Loblaws Burger with Cheese
- 1 package (about 500 g or 1 lb) PC Free From lean ground beef
- 3 D’Italiano Crustini buns
- kosher salt
- black pepper
- condiments, as discussed above
- Special equipment: A heavy, wide offset spatula and a thinner offset spatula, both metal as pictured below.
Note: While this recipe is my own, the technique is pretty heavily adapted (i.e. stolen entirely) from what the Shake Shack does–at least as presented in this video interview with The Feedbag‘s Josh Ozersky. I think this is easily one of the top-five youtube videos related to food. It has a picture-in-picture shot of a burger cooking, need I say more?
Also: Obviously you can shop at whatever grocery store you want and buy whatever buns, condiments and meat you want. I get that Cumbrae’s in-house ground beef blend is probably better than what PC has to offer and I too would much rather use a brioche bun from Fred’s Breads for my ultimate burger but the idea of this post is to create an excellent burger with standard ingredients. If you’ve found better (especially buns) at one of the other major Toronto grocery stores please let me know in the comments.
Finally: Health authorities and the handling instructions on ground meat all demand that grond meat beef be cooked to very well-done (71 degrees celsius). You follow this recipe, and cook your burgers to medium-rare or medium, at your own risk.
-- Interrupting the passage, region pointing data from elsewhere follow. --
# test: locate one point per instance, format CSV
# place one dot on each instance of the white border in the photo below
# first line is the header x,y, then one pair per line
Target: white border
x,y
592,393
Heat a 12-inch, heavy-bottomed pan over medium heat with about a teaspoon of vegetable oil. It’s better to use a smaller, heavy pan and work in batches–it’s less than five minutes from raw to done–than a light or flimsy, 12-inch pan. Lightly butter both halves of the bun and lightly toast it.
Cut the ground beef into three equal pieces. Gently squeeze each piece so that it stays together and gently shape the sides so that they are vaguely round–each piece should look sort of like two hockey pucks stacked on each other. Shape and form is not critical–handling the meat as little as possible is. Season one of the flat sides (top or bottom) with kosher salt and freshly-ground black pepper.
Once the pan is hot and the oil is beginning to smoke place the meat pucks in the pan, seasoned side down. After about thirty seconds a crust will have begun to form and it is time to press the patties. Applying a pretty good amount of force to the top use your wide, metal spatula to press down each puck. I didn’t measure but I’d say each puck went from being about three inches tall to between half and two-thirds of an inch. Now season the top side with kosher salt and black pepper. Because the bottom of the wide spatula was pressed onto the raw beef you may want to wipe it off or hold against the hot pan for a bit.
Between two and two and a half minutes after going into the pan you should be able to tell that the brown colour has climbed about two-thirds of the way up the side of the patties and that means it is time to flip them. Use your narrow offset spatula to scrape the edges of the patty away from the pan.
Flip the patty over. Now is the time for the cooking of onions (if you really don’t like them raw) and the melting of cheese but you must work quickly. Place a few pieces of very thinly sliced red onion on top of the patty and then a slice of “American” cheese on top of that. The onions will cook and the cheese will melt largely from the heat coming off the now-exposed cooked side so make sure these toppings are on before the heat dissipates. One and a half to two minutes after being flipped your hamburger will be medium-rare to medium.
Place patty on your lightly-toasted bun, garnish with condiments and enjoy.